Supporting evidence from multicenter observational cohorts also demonstrated that corticosteroid use in critically ill COVID-19 patients correlates with lower mortality and shorter hospital stays without increasing secondary infections.[29,30] Importantly, corticosteroids appear most beneficial when initiated in the inflammatory phase of COVID-19, particularly in patients with hypoxemia and systemic inflammation.[31]

While earlier coronavirus outbreaks (SARS-CoV-1 and middle east respiratory syndrome (MERS)) presented mixed results regarding corticosteroid efficacy, recent meta-analyses specific to COVID-19 have confirmed that corticosteroids reduce mortality and progression to mechanical ventilation in severe cases.[32] The heterogeneity in corticosteroid types, dosages, and timing across studies highlights the need for individualized therapeutic approaches.

Our study adds to this evolving evidence by demonstrating that methylprednisolone was associated with a greater mortality reduction (42.6%) compared to dexamethasone (38.1%), especially among patients requiring mechanical ventilation. This improved outcome may be attributed to methylprednisolone’s higher anti-inflammatory potency and greater efficacy in reducing inflammatory biomarkers such as CRP, ESR, LDH, and serum ferritin [Table 6]. In addition, methylprednisolone’s shorter biological half-life (24–36 h) compared to dexamethasone (36–54 h) may allow more flexible dosing and titration in critical illness.[33] Both methylprednisolone and dexamethasone showed significant clinical benefits in ventilated patients, reinforcing corticosteroids as a critical intervention to prevent disease progression and improve survival. Nonetheless, our study has limitations, including its single-center retrospective design and relatively small sample size of 74 patients. Larger multicenter randomized controlled trials are needed to confirm these findings, optimize corticosteroid regimens, and evaluate long-term outcomes.

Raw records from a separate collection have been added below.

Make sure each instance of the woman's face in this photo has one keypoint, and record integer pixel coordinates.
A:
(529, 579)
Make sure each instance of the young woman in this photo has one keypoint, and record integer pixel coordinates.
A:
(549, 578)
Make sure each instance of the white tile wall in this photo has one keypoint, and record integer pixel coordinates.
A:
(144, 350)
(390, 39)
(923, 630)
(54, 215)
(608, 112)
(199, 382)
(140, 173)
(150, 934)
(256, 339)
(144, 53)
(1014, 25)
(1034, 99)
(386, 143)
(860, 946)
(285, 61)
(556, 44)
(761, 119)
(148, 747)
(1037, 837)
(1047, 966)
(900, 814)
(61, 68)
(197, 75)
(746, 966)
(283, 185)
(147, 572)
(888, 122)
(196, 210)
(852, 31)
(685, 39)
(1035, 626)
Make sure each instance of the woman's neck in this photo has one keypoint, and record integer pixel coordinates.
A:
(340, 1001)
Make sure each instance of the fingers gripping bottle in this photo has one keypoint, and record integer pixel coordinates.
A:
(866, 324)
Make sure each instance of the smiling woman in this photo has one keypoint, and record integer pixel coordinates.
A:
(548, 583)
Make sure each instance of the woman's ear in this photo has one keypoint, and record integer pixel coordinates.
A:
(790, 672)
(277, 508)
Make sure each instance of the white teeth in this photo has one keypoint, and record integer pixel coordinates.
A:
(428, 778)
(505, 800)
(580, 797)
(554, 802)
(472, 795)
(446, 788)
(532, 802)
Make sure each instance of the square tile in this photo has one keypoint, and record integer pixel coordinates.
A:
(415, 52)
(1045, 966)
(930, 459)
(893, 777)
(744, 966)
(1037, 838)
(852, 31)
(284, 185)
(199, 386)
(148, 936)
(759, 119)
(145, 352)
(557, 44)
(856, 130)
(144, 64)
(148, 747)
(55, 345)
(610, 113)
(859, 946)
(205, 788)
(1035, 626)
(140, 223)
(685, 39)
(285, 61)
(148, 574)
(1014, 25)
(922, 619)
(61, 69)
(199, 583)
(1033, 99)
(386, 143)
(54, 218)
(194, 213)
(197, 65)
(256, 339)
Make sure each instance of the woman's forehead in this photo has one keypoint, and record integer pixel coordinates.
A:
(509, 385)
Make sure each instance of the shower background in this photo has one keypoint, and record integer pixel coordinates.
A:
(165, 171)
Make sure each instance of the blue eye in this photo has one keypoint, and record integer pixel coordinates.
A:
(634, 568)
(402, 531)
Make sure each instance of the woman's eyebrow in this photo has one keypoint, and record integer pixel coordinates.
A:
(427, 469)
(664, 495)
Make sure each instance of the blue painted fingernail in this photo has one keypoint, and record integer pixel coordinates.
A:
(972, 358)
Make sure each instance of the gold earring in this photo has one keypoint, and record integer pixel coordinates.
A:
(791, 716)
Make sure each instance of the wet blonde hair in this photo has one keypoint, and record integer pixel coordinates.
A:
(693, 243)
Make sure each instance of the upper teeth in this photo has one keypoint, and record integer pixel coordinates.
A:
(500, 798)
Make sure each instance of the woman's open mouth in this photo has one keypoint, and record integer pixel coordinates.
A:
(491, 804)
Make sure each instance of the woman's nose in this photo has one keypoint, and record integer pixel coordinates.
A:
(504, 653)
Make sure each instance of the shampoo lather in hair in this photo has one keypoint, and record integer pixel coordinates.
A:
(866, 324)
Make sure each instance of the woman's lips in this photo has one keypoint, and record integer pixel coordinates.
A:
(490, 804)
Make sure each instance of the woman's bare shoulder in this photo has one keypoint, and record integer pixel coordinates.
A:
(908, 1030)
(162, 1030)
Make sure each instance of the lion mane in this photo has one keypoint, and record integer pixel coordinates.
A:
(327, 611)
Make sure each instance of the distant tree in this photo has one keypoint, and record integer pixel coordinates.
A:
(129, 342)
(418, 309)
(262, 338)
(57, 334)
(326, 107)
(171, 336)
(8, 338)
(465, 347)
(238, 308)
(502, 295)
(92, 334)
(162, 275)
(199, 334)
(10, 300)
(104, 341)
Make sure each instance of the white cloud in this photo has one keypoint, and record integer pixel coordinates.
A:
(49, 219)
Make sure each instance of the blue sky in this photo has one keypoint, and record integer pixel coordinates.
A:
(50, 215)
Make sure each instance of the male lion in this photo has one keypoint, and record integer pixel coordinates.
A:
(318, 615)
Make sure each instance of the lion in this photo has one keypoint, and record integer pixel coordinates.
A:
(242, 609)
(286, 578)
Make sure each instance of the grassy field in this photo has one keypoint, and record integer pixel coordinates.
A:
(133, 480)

Finally, corticosteroids remain essential in managing severe COVID-19, particularly in patients experiencing cytokine storm and respiratory failure. Methyl prednisolone may offer superior anti-inflammatory effects and survival benefits compared to dexamethasone in selected patients, particularly those on mechanical ventilation. However, further high-quality studies are warranted to define optimal corticosteroid use and improve patient care in this ongoing pandemic.

CONCLUSION

The inflammatory phase of COVID-19 often necessitates the use of corticosteroids; however, there is ongoing debate regarding the optimal choice among the commonly used agents – dexamethasone, methylprednisolone, and hydrocortisone. To evaluate the utilization, efficacy, and safety of these corticosteroids, we conducted an observational study from February to December 2020 involving 74 COVID-19 patients treated with one of these agents. Both methylprednisolone and dexamethasone demonstrated significant benefits in patients requiring mechanical ventilation. Notably, methylprednisolone showed superior activity in reducing inflammatory markers such as CRP and lactate LDH, with P-values of 0.003 and 0.008, respectively. Furthermore, methylprednisolone was associated with a 22.5% absolute reduction in mortality compared to dexamethasone, although this survival benefit was limited to mechanically ventilated patients. Larger, more detailed studies are needed to validate these findings.